TL:DR: Moats are built on scarcity. When technology democratises these moats, what was once scarce becomes abundant and legacy moats start shattering.
New points of scarcity must be discovered to construct new moats.
More and more, the new scarcity will be invisible and intangible- meaning, value, and differentiation. But marketers continue to optimise only the visible – dashboards, metrics, algorithms. That’s why they believe the market is overcompeted. When in reality, the market is understrategised.
Content
- The four horsemen and covid disrupted the industrial-age playbook and created the D2C industry
- A D2C industry performance review would look like a VC portfolio bell curve
- India is not over competed. It’s under strategised.
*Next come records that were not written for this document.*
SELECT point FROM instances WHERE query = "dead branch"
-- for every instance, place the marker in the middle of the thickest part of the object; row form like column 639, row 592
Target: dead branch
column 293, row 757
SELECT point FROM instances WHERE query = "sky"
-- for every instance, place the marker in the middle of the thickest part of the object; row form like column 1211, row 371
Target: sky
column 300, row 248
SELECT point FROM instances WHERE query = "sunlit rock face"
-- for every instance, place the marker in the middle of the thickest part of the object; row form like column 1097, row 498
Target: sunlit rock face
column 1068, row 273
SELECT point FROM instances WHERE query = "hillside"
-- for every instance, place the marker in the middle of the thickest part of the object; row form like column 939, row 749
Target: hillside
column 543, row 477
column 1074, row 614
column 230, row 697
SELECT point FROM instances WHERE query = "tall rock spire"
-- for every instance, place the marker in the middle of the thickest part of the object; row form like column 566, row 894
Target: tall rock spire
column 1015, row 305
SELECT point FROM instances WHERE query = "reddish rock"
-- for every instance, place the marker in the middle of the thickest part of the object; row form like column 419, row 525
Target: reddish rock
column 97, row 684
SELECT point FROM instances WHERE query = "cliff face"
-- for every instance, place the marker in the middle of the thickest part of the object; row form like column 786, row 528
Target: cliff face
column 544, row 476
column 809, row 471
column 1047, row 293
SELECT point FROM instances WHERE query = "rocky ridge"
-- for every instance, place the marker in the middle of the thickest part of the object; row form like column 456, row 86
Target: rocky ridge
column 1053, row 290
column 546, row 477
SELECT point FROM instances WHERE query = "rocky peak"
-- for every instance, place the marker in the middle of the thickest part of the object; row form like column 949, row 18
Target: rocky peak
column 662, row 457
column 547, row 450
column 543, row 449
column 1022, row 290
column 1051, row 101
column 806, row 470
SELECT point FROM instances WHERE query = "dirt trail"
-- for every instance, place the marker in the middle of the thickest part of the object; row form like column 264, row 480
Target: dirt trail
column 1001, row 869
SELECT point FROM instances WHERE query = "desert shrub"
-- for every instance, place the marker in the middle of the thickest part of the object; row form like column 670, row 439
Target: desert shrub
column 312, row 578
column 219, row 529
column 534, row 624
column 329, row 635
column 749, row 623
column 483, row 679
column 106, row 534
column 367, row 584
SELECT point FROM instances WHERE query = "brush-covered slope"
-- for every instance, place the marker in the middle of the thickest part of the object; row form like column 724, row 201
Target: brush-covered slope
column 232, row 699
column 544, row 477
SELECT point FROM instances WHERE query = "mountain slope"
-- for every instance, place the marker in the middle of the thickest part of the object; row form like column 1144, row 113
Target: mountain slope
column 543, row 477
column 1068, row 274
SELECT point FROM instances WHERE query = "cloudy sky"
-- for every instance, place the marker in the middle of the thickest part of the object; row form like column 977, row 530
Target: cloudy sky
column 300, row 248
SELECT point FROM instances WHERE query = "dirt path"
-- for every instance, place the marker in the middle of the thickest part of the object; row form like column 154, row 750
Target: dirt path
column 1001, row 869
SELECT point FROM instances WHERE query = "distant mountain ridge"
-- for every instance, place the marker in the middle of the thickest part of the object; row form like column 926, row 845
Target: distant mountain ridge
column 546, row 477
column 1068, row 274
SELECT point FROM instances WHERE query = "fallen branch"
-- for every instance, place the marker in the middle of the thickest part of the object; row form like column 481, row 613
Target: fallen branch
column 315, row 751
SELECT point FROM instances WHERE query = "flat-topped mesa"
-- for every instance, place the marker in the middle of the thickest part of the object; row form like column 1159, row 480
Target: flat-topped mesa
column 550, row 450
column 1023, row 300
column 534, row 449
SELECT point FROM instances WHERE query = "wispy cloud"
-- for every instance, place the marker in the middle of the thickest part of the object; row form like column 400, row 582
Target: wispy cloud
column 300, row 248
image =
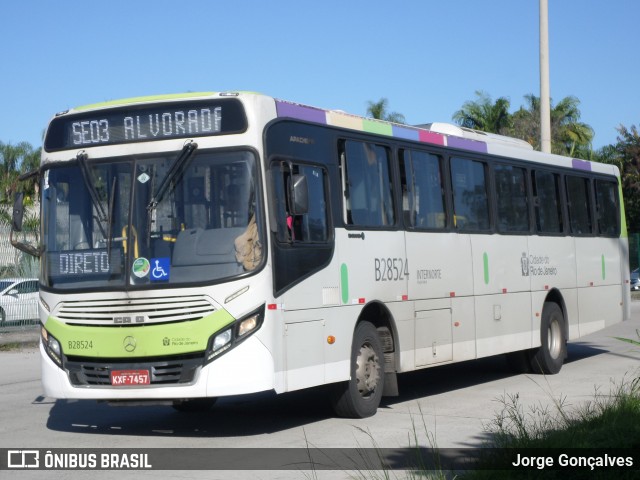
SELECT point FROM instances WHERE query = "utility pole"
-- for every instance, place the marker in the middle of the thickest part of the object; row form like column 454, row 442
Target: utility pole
column 545, row 107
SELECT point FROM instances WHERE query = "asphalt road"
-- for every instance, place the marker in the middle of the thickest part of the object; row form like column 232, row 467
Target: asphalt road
column 448, row 407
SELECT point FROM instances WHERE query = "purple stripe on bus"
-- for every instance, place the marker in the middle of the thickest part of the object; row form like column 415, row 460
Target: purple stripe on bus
column 408, row 133
column 467, row 144
column 580, row 164
column 301, row 112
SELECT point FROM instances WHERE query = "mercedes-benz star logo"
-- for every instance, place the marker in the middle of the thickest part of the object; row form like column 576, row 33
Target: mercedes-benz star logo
column 129, row 344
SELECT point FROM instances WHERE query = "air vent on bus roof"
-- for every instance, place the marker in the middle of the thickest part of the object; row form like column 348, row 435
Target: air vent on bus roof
column 491, row 138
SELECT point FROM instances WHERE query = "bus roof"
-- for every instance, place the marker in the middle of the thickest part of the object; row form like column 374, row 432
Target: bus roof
column 439, row 133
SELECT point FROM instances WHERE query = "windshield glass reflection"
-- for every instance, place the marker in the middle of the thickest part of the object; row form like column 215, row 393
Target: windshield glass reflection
column 205, row 228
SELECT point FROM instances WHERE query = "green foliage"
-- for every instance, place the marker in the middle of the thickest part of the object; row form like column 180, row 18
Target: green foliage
column 625, row 155
column 485, row 115
column 569, row 136
column 14, row 161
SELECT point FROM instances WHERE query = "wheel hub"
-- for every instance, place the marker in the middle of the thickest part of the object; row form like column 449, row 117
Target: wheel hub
column 368, row 371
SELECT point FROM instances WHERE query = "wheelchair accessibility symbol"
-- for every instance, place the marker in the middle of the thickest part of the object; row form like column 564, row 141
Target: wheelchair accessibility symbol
column 160, row 269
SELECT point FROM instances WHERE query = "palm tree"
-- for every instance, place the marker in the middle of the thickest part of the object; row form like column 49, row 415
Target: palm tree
column 484, row 114
column 15, row 159
column 569, row 136
column 378, row 110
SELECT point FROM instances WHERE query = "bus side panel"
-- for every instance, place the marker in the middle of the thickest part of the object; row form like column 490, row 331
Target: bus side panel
column 464, row 328
column 503, row 323
column 551, row 263
column 498, row 265
column 439, row 265
column 598, row 275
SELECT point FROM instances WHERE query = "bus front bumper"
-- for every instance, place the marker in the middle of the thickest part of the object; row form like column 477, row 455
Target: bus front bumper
column 247, row 368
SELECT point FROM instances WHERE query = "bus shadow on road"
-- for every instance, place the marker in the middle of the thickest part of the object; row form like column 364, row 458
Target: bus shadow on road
column 266, row 412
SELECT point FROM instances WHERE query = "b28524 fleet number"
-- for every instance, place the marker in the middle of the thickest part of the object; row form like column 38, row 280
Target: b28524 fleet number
column 391, row 269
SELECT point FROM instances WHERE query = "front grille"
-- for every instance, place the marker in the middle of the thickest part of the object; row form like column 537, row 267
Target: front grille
column 177, row 370
column 134, row 311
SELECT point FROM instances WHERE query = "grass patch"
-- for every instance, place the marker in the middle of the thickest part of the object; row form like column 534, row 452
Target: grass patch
column 609, row 421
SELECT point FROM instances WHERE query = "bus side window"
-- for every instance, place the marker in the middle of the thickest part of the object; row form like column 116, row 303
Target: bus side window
column 312, row 226
column 423, row 193
column 607, row 208
column 548, row 208
column 579, row 202
column 512, row 198
column 470, row 198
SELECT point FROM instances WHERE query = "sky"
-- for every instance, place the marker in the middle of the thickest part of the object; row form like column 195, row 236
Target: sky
column 427, row 57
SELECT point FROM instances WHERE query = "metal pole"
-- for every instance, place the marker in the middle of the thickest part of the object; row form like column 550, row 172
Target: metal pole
column 545, row 107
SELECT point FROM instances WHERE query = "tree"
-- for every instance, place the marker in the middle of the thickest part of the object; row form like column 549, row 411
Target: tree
column 14, row 160
column 625, row 154
column 378, row 110
column 484, row 114
column 569, row 136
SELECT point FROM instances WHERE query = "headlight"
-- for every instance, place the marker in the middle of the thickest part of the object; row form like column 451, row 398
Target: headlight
column 221, row 340
column 51, row 346
column 240, row 330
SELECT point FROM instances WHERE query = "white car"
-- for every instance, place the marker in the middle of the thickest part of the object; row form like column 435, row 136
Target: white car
column 18, row 299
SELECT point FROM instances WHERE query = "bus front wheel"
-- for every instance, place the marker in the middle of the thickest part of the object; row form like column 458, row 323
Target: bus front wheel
column 549, row 357
column 360, row 396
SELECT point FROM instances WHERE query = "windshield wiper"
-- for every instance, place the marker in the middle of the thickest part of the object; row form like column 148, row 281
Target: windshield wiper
column 176, row 170
column 93, row 193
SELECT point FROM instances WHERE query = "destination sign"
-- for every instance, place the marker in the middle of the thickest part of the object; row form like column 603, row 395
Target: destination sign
column 84, row 263
column 145, row 123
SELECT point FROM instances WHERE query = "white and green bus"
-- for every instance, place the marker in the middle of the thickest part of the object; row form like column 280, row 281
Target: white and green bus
column 211, row 244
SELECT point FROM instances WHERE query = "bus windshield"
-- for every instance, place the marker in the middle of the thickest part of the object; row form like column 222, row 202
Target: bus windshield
column 104, row 224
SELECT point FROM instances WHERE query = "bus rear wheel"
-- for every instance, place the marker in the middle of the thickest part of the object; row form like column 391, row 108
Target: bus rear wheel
column 360, row 396
column 549, row 357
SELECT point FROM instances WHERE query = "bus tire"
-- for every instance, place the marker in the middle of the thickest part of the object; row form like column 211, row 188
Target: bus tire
column 360, row 396
column 194, row 405
column 549, row 357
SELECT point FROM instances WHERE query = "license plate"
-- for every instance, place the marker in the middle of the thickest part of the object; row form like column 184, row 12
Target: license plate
column 130, row 377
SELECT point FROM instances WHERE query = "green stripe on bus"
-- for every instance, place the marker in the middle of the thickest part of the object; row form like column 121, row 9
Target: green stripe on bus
column 149, row 340
column 150, row 98
column 485, row 259
column 380, row 128
column 344, row 282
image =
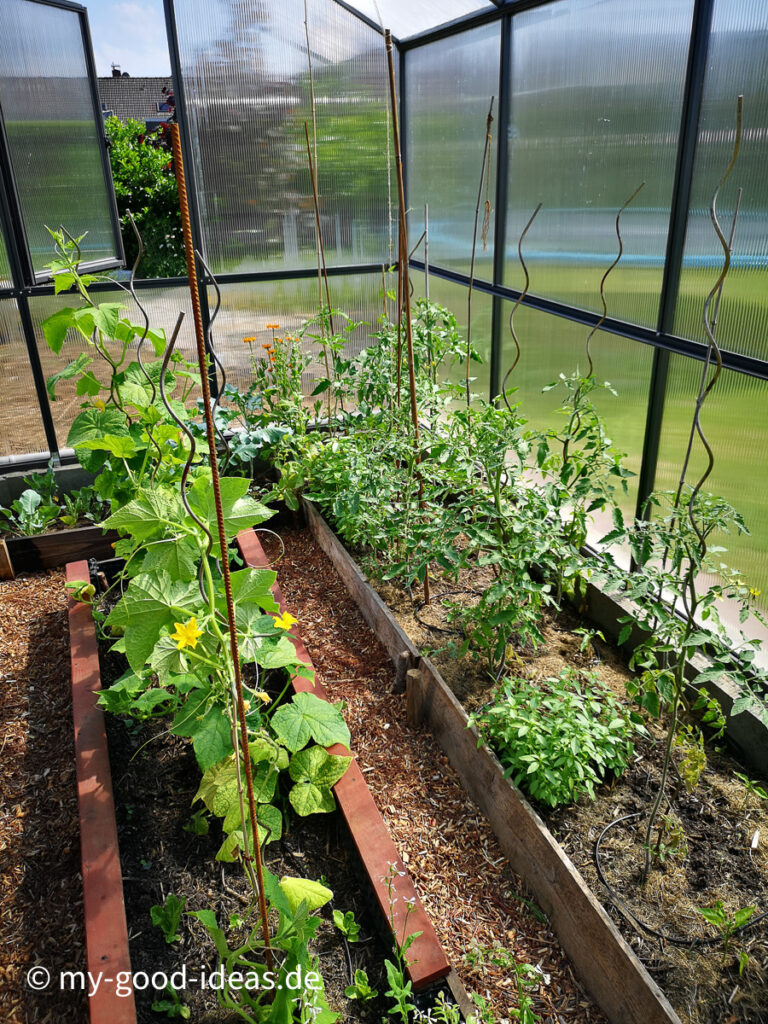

- We’re in the age of abundance.
- In the age of abundance, new moats based on new vectors of scarcity must be erected
- Crafting moats based on intangibles is hard. It is easier to manage algorithms and tangible metrics and to keep telling ourselves they are moats
- Five questions to get strategic clarity
The four horsemen and covid disrupted the industrial-age playbook and created the D2C industry
For almost a century, the Great Indian FMCG industry™ has been running the industrial-age playbook – mass sourcing, mass production, mass logistics, mass distribution, and mass marketing through TV.
Industrial-era playbook
Supply side
Mass Sourcing (purchase raw material in bulk) → Mass Production (huge invested capacity in a factory network) → Mass Logistics (factory to warehouse to distributor to wholesaler to kirana) →
Demand side
→ Mass Last-Mile Distribution (kirana to consumer) → Mass Demand Creation (TV ads stream right into consumers’ homes)
Enter the four horsemen of technology:
- Digital demand creation – social media, YouTube
- Digital mobile and 4G – Jio
- Digital distribution and last mile logistics – Flipkart, Amazon, Meesho, Big Basket
- Digital payments – PayTM, Google Pay, PhonePe, Amazon Pay
They disrupted parts of the playbook by digitising distribution, logistics, and demand creation.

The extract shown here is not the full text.